One limitation of this study is its retrospective design conducted within a single institution. At our institution, liver ablation procedures were performed under CT guidance. However, the decision to acquire intraprocedural contrast-enhanced CT scans was at the discretion of the operators. In our cohort, up to 30% of cases did not have complete pre- and post-ablation contrast-enhanced CT images and had to be excluded. This exclusion may introduce a selection bias, potentially limiting the generalizability of our findings. Moreover, concerns regarding contrast-induced nephropathy following contrast-enhanced CT scans may limit its use. Furthermore, we did not compare the biomechanical DIR method with other available ablation software that employ different DIR methods. This comparison is an area that warrants further investigation. Additionally, we did not subjectively assess the accuracy of registration through visual inspection of anatomical landmarks, as it is subjective and susceptible to errors associated with two-dimensional image comparison. A study proposing the use of vessel bifurcation detection in CT scans for automatic and objective assessment of DIR accuracy has been put forth [25].

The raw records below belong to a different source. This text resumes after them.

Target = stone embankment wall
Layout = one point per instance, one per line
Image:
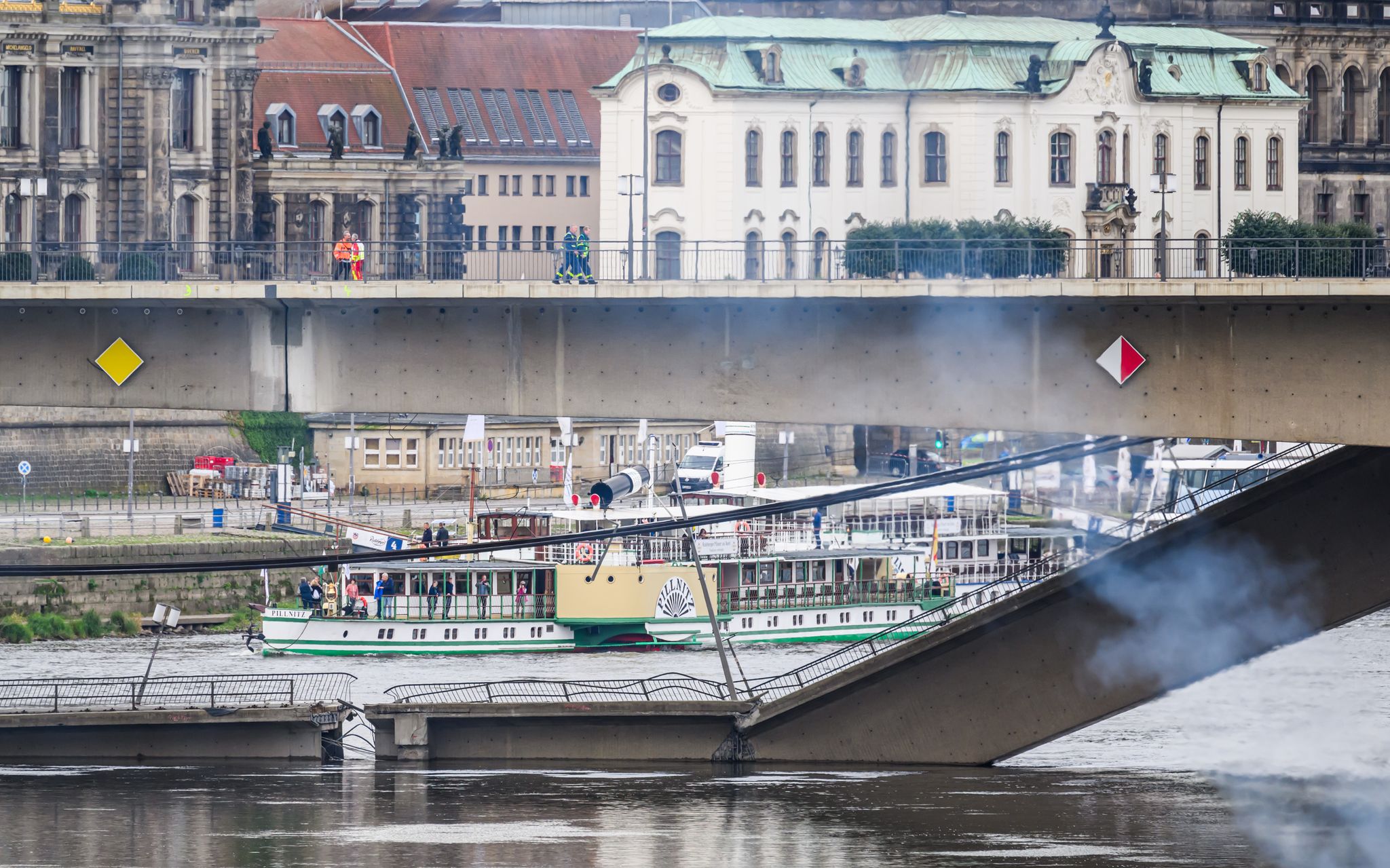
(192, 592)
(78, 449)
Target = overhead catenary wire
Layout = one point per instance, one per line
(1064, 452)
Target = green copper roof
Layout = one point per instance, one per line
(945, 53)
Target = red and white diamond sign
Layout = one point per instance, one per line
(1121, 360)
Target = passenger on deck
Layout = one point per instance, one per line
(388, 596)
(352, 599)
(484, 589)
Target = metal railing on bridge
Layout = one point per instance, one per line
(130, 694)
(748, 260)
(903, 631)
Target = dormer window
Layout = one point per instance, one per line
(766, 62)
(330, 114)
(367, 121)
(282, 124)
(852, 70)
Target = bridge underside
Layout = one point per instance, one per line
(1264, 367)
(1266, 567)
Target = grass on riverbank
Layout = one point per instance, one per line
(17, 630)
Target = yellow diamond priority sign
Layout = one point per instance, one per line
(119, 362)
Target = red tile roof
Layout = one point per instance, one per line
(307, 64)
(481, 56)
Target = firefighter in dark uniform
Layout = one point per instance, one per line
(570, 267)
(586, 271)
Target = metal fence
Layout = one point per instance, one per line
(671, 686)
(891, 637)
(754, 259)
(37, 695)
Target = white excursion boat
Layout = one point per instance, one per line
(871, 565)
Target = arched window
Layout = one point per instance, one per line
(668, 256)
(1241, 163)
(789, 159)
(285, 128)
(1383, 107)
(370, 130)
(1317, 110)
(1106, 157)
(1201, 145)
(317, 221)
(752, 257)
(185, 229)
(364, 219)
(1059, 159)
(855, 159)
(73, 206)
(789, 254)
(888, 171)
(668, 157)
(1273, 164)
(935, 157)
(752, 159)
(1200, 254)
(819, 159)
(1350, 103)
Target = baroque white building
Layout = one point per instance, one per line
(778, 135)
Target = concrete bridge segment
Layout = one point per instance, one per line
(1257, 358)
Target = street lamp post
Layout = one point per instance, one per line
(1161, 184)
(627, 187)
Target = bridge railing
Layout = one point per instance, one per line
(35, 695)
(891, 637)
(749, 260)
(671, 686)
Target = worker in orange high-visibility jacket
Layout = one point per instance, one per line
(342, 257)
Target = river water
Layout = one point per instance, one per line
(1283, 761)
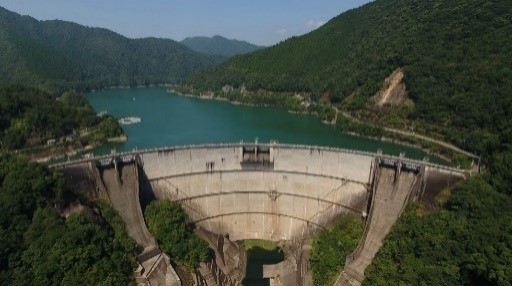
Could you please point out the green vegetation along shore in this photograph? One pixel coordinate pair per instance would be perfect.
(454, 56)
(167, 222)
(45, 241)
(58, 55)
(47, 125)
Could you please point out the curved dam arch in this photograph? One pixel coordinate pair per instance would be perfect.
(272, 191)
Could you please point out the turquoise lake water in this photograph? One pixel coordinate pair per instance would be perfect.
(169, 120)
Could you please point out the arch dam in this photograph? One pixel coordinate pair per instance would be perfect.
(260, 191)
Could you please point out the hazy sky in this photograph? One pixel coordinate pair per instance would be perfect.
(263, 22)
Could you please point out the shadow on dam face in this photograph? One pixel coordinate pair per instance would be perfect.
(274, 192)
(286, 193)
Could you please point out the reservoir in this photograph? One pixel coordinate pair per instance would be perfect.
(167, 119)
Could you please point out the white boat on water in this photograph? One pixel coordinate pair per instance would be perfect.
(129, 120)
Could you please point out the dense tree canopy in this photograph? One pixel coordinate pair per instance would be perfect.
(331, 247)
(38, 247)
(467, 242)
(455, 55)
(29, 117)
(167, 222)
(218, 45)
(58, 54)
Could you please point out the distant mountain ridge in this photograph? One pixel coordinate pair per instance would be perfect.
(218, 45)
(65, 54)
(454, 56)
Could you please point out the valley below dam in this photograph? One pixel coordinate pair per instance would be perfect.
(167, 119)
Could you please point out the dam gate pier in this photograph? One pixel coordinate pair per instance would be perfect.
(272, 192)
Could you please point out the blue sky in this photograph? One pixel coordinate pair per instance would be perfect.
(263, 22)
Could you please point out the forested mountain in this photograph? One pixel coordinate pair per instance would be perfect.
(218, 45)
(65, 54)
(455, 56)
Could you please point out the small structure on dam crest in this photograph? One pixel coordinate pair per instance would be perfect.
(263, 191)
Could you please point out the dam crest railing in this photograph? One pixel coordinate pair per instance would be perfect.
(103, 159)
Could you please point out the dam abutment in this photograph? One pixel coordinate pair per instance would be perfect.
(273, 192)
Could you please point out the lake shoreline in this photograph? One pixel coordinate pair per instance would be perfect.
(382, 138)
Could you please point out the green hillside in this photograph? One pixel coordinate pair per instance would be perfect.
(455, 55)
(218, 45)
(64, 54)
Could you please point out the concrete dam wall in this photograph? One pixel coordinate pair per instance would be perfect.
(277, 193)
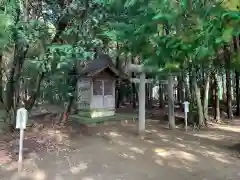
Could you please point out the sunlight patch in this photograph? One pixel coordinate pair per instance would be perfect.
(114, 134)
(137, 150)
(77, 169)
(159, 162)
(39, 175)
(126, 156)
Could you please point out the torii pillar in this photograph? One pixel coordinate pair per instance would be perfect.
(141, 114)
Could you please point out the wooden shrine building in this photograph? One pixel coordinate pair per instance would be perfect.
(96, 87)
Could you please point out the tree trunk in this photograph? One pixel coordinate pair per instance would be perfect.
(160, 96)
(118, 83)
(216, 98)
(171, 114)
(197, 90)
(73, 83)
(206, 94)
(237, 49)
(133, 88)
(228, 83)
(237, 93)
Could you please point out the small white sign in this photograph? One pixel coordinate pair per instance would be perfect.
(186, 106)
(22, 117)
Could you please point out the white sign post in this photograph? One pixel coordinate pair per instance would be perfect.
(186, 110)
(21, 121)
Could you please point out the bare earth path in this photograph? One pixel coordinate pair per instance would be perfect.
(113, 152)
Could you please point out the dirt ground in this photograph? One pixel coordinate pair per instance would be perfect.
(114, 152)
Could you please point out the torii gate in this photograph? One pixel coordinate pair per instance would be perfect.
(142, 80)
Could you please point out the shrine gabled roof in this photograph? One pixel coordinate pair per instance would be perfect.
(99, 64)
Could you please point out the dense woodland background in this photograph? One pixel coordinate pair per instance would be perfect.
(43, 44)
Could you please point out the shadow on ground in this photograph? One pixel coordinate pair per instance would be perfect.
(115, 152)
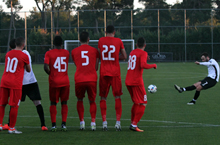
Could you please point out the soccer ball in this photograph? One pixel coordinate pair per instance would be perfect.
(152, 88)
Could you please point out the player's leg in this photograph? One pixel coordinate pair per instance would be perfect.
(140, 101)
(130, 90)
(117, 92)
(180, 89)
(64, 93)
(80, 89)
(4, 93)
(197, 93)
(204, 84)
(92, 89)
(104, 85)
(54, 99)
(40, 113)
(33, 92)
(14, 102)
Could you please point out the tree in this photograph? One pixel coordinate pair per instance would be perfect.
(13, 4)
(42, 11)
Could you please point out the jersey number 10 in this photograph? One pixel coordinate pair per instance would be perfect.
(132, 62)
(12, 65)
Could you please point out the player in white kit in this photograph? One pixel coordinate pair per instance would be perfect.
(208, 82)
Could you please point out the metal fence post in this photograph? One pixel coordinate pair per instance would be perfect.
(25, 25)
(132, 24)
(212, 32)
(51, 35)
(158, 26)
(105, 22)
(185, 31)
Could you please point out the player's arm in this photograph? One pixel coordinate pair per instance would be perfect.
(204, 63)
(28, 67)
(46, 68)
(144, 63)
(123, 55)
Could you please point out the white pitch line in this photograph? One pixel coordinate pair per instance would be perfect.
(179, 124)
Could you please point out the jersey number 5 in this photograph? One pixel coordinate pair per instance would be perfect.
(86, 57)
(112, 47)
(132, 62)
(12, 65)
(60, 61)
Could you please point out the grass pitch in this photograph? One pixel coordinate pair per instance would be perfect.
(167, 119)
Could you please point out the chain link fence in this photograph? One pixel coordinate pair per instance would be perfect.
(178, 35)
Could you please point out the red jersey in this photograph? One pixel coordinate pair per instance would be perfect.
(136, 64)
(57, 59)
(84, 58)
(12, 78)
(109, 51)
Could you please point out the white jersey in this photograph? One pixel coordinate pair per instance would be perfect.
(213, 69)
(29, 77)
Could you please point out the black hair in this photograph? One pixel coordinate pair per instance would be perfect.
(84, 36)
(110, 29)
(205, 54)
(57, 41)
(12, 43)
(140, 42)
(19, 41)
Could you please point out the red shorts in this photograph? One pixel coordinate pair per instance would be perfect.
(106, 81)
(138, 94)
(90, 87)
(14, 99)
(60, 92)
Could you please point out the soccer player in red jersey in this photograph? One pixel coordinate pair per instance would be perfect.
(56, 66)
(110, 75)
(134, 82)
(11, 83)
(86, 59)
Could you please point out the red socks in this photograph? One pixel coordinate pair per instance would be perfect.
(64, 112)
(80, 110)
(103, 108)
(118, 109)
(93, 110)
(133, 110)
(2, 113)
(53, 113)
(13, 116)
(137, 113)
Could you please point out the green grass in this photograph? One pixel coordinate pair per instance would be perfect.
(167, 119)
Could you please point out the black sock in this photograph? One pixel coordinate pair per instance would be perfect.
(53, 124)
(63, 123)
(196, 96)
(190, 88)
(40, 112)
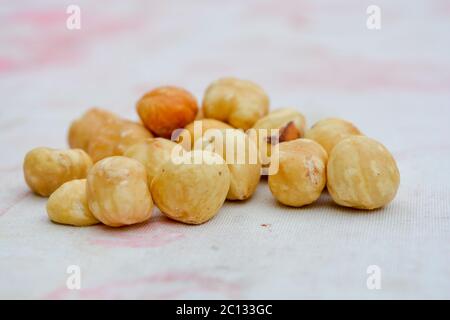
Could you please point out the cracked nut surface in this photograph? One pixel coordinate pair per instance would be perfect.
(238, 102)
(329, 132)
(115, 137)
(68, 205)
(152, 153)
(117, 191)
(362, 174)
(165, 109)
(82, 130)
(189, 192)
(301, 175)
(241, 155)
(46, 169)
(205, 124)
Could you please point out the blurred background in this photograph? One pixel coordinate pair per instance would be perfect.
(317, 56)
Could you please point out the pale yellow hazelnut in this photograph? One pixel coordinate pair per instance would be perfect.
(68, 205)
(193, 188)
(114, 138)
(240, 154)
(280, 125)
(46, 169)
(197, 129)
(82, 130)
(362, 174)
(238, 102)
(329, 132)
(152, 153)
(117, 191)
(301, 175)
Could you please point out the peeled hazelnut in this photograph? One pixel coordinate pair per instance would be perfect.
(329, 132)
(278, 126)
(45, 169)
(301, 175)
(165, 109)
(152, 153)
(85, 128)
(115, 137)
(68, 205)
(362, 174)
(117, 192)
(241, 156)
(197, 129)
(192, 191)
(238, 102)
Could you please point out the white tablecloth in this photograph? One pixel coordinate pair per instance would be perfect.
(317, 56)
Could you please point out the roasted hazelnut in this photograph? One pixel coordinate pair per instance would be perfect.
(241, 156)
(152, 153)
(117, 192)
(197, 129)
(46, 169)
(362, 174)
(85, 128)
(238, 102)
(329, 132)
(192, 191)
(115, 137)
(68, 205)
(301, 175)
(165, 109)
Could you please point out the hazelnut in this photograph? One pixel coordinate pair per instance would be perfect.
(191, 191)
(362, 174)
(329, 132)
(301, 175)
(84, 129)
(240, 154)
(115, 137)
(68, 205)
(165, 109)
(197, 129)
(45, 169)
(152, 153)
(238, 102)
(117, 192)
(281, 125)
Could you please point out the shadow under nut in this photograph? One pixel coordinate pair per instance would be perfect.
(191, 193)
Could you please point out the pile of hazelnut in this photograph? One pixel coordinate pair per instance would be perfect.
(116, 169)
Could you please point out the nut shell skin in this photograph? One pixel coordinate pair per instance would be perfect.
(115, 137)
(362, 174)
(165, 109)
(246, 173)
(117, 192)
(68, 205)
(301, 176)
(85, 128)
(192, 193)
(46, 169)
(329, 132)
(238, 102)
(152, 153)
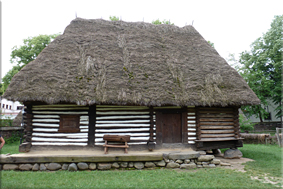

In conclusion, this study supports the role of biomechanical deformable image registration (DIR) as the preferred image registration method over rigid image registration (RIR) for quantifying minimal ablative margin (MAM) using intraprocedural contrast-enhanced CT images. Therefore, we recommend utilizing biomechanical DIR for ablative margin quantification whenever feasible. However, caution must be exercised when dealing with subcapsular tumors that involve significant liver edge contraction, as complex deformations of this nature may not be effectively addressed by any of the available registration methods.